It looks like Oracle has finally released some documentation for
those options they've been using in SPECjbb2005 submissions. The doc is
here and it looks like it appeared on Christmas eve.
Like I guessed, they're using a byte[] array instead of a char[] array for Strings wherever they can.
Presumably this makes the code path more complicated, because every time the JVM deals with a String it now needs to check what kind it is. The space savings are probably worth it, at least in some applications.
Why isn't it on by default? Two possibilities:
- The penalty is too high in many applications. In my opinion, this would make it a bit of a benchmark special.
- The option isn't quite ready for prime time yet, but they plan to turn it on by default later.
Is this option "fair" to non-Western-European applications? I'd argue that it probably isn't unfair. A lot of String objects aren't involved in the user interface at all. In many applications, such as Eclipse, Strings are used extensively as internal identifiers for things like plug ins, extension points, user interface elements, etc.

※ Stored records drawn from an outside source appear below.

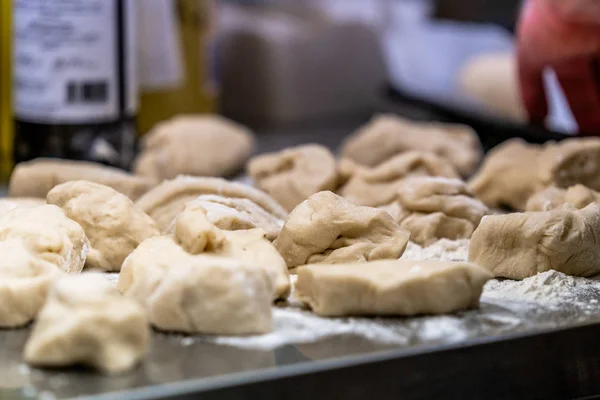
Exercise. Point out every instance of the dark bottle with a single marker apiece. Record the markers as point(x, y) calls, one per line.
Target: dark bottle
point(74, 83)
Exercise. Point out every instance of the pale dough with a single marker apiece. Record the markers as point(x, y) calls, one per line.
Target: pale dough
point(37, 177)
point(293, 174)
point(389, 287)
point(164, 202)
point(197, 293)
point(112, 223)
point(200, 145)
point(520, 245)
point(327, 228)
point(86, 321)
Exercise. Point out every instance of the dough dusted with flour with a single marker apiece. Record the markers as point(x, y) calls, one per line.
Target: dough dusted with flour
point(433, 208)
point(86, 321)
point(292, 175)
point(326, 228)
point(24, 282)
point(197, 235)
point(233, 214)
point(388, 135)
point(520, 245)
point(552, 197)
point(200, 145)
point(48, 234)
point(164, 202)
point(379, 185)
point(37, 177)
point(197, 293)
point(389, 287)
point(112, 223)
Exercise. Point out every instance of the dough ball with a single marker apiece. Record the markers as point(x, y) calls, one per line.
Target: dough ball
point(434, 208)
point(388, 135)
point(164, 202)
point(378, 186)
point(203, 145)
point(492, 80)
point(197, 293)
point(326, 228)
point(552, 197)
point(389, 287)
point(86, 321)
point(48, 234)
point(509, 175)
point(35, 178)
point(197, 235)
point(233, 214)
point(292, 175)
point(521, 245)
point(112, 223)
point(24, 282)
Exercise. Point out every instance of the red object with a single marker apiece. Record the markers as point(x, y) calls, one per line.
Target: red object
point(565, 36)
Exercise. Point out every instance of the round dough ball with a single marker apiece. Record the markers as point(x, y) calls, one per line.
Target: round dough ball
point(24, 282)
point(328, 229)
point(197, 293)
point(167, 200)
point(388, 135)
point(37, 177)
point(112, 223)
point(86, 321)
point(202, 145)
point(292, 175)
point(48, 234)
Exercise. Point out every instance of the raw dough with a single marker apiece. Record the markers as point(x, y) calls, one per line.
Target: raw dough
point(509, 175)
point(203, 145)
point(433, 208)
point(86, 321)
point(112, 223)
point(389, 287)
point(327, 228)
point(197, 293)
point(164, 202)
point(520, 245)
point(552, 197)
point(196, 234)
point(378, 186)
point(233, 214)
point(291, 175)
point(24, 281)
point(48, 234)
point(388, 135)
point(35, 178)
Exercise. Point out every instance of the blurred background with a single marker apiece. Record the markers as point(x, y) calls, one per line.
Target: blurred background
point(294, 71)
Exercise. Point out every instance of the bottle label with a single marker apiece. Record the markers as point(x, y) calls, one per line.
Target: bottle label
point(66, 61)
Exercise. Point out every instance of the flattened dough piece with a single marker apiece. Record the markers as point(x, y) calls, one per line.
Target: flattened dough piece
point(37, 177)
point(327, 228)
point(199, 145)
point(578, 196)
point(24, 282)
point(164, 202)
point(521, 245)
point(379, 185)
point(388, 135)
point(197, 293)
point(49, 234)
point(390, 287)
point(112, 223)
point(293, 174)
point(434, 208)
point(233, 214)
point(86, 321)
point(197, 235)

Even if your application presents a non-ASCII user interface there's a good chance that it still has a lot of ASCII strings under the surface. It might not benefit as much from this option, but it would probably still benefit.
(Of course that assumes that there's no penalty for using non-ASCII Strings beyond the extra space. If the option is implemented in an all-or-nothing fashion, e.g. if it stops using byte[] arrays the first time it encounters a non-ASCII String, then non-ASCII applications wouldn't benefit at all.)